Bercow has since denied he approved of the stunt, or wore one of the shirts. However, a contemporary, Derek Laud, has said the firebrand Right-winger was ‘robustly in support of the apartheid regime in South Africa’.
Either way, Bercow’s federation also campaigned against the Labour-led National Union of Students under the banner ‘We sank the Belgrano and we’ll sink the NUS’ (referring to the Argentine navy cruiser in the Falklands War) and ran a recruitment campaign featuring a poster of an Ethiopian child with the headline ‘Poor? Starving? Desperate? As if! Join Conservative students.’ So extreme were some of its stunts it was shut down by Norman Tebbit for being too Right-wing.
By then 24, Bercow was a Tory councillor in Labour-run Lambeth, south London. In 1987, he kicked up a fuss over a scheme to put gay literature in children’s homes and libraries, telling reporters he’d written to Neil Kinnock, then Labour leader, asking him to intervene to prevent ‘this sinister and evil proposal’.
John Bercow celebrates victory at a general election count for his Buckingham constituency
Bercow’s controversialism survived his election as MP for Buckingham a decade later. Indeed, he continued to enjoy making offensive public pronouncements. In 1998, for example, he told an interviewer that female Labour MPs complaining about sexism were guilty of ‘a defence mechanism against their own inadequacy. You don’t get the competent, attractive ones like Yvette Cooper moaning about sexism’. Two years later, he launched a misogynistic attack on Cherie Blair, calling her ‘a cross between First Lady and Lady Macbeth’. He also called Labour MP Robin Cook ‘the most arrogant, pompous and unsuitable foreign secretary in living memory… buzzing around like a demented bluebottle’.
Trying to grab attention himself, at a Tory conference in the mid-1990s, Bercow spoke about the EU and called on Conservatives to take on ‘federalist conspirators’. He said: ‘If there’s one thing worse than the provisions of the Social Chapter, it’s the cynical, sneaky and unscrupulous way in which Brussels still tries to foist them upon us.’
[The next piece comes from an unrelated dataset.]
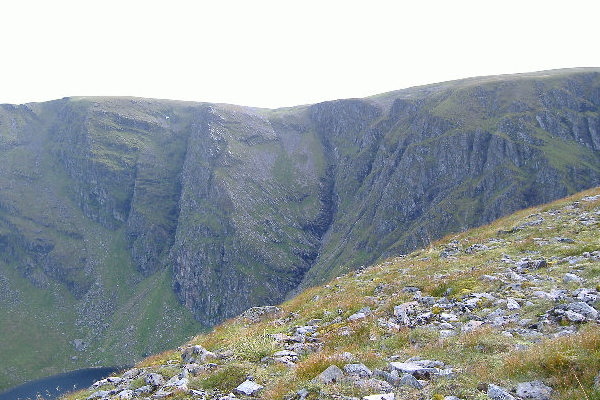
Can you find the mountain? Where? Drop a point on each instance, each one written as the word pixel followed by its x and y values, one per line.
pixel 128 225
pixel 507 311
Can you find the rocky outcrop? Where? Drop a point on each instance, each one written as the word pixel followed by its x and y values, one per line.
pixel 230 207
He remained a council member of the Freedom Association, which campaigned for the UK’s withdrawal from the EU, until the early 2000s.
But that, of course, was then.
Bercow is pictured when made the new speaker of the House of Commons in 2009
In 2002, Bercow married Labour activist Sally Illman. Soon after, he began his political U-turn, campaigning for liberal issues such as racial equality, while seeking to gloss over his Right-wing past.
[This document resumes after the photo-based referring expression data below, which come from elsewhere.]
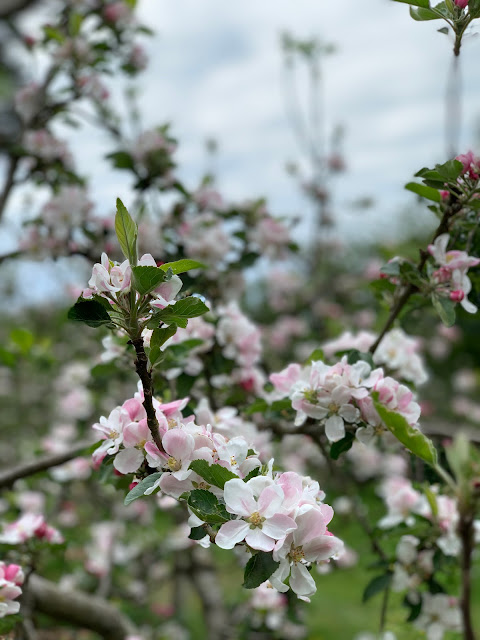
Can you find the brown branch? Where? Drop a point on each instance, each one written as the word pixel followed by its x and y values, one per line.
pixel 466 533
pixel 9 182
pixel 449 212
pixel 9 8
pixel 79 609
pixel 8 477
pixel 141 366
pixel 206 585
pixel 342 479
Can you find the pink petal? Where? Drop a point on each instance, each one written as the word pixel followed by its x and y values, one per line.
pixel 128 460
pixel 258 540
pixel 278 526
pixel 270 501
pixel 239 498
pixel 310 525
pixel 301 581
pixel 178 443
pixel 231 532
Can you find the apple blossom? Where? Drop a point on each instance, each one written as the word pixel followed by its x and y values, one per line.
pixel 262 521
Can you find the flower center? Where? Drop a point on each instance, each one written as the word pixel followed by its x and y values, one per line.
pixel 174 464
pixel 255 520
pixel 310 396
pixel 296 554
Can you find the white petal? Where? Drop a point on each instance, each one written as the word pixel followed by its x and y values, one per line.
pixel 258 540
pixel 334 428
pixel 239 498
pixel 301 581
pixel 128 460
pixel 230 533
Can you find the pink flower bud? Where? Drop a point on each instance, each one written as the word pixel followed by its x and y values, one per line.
pixel 457 296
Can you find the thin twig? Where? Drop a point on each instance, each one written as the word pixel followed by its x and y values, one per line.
pixel 79 609
pixel 9 182
pixel 8 477
pixel 408 290
pixel 466 533
pixel 141 365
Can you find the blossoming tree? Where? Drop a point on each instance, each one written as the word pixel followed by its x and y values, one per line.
pixel 207 445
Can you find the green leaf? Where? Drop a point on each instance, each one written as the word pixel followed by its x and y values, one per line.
pixel 90 312
pixel 206 507
pixel 8 623
pixel 450 170
pixel 74 23
pixel 197 533
pixel 122 160
pixel 146 279
pixel 180 266
pixel 445 309
pixel 127 232
pixel 354 355
pixel 424 191
pixel 413 439
pixel 376 585
pixel 7 358
pixel 253 474
pixel 259 406
pixel 341 446
pixel 281 405
pixel 259 568
pixel 423 14
pixel 23 339
pixel 417 3
pixel 212 474
pixel 409 272
pixel 392 268
pixel 181 311
pixel 316 356
pixel 53 34
pixel 138 490
pixel 160 336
While part of the then Tory leader Iain Duncan Smith’s team, he clashed with his boss over Duncan Smith’s refusal to support gay adoption. Many in the party think there is still a bitter legacy from that disagreement – with Duncan Smith being an ardent hard Brexiteer and Bercow seemingly on a mission to sabotage Brexit.
In 2005, Bercow’s Wikipedia page was mysteriously edited by someone inside Parliament to remove reference to the Monday Club; four years later, he was elected Speaker thanks to Labour MPs’ support.
Nowadays, Bercow’s fiercest insults are saved for Tory former allies such as Andrea Leadsom, whom he called a ‘stupid woman’, and the Parliamentary staff he’s been accused of mercilessly bullying.
Perhaps the only constant in a career that has seen John Bercow veer from political extremes is his ability to put himself at the centre of controversy.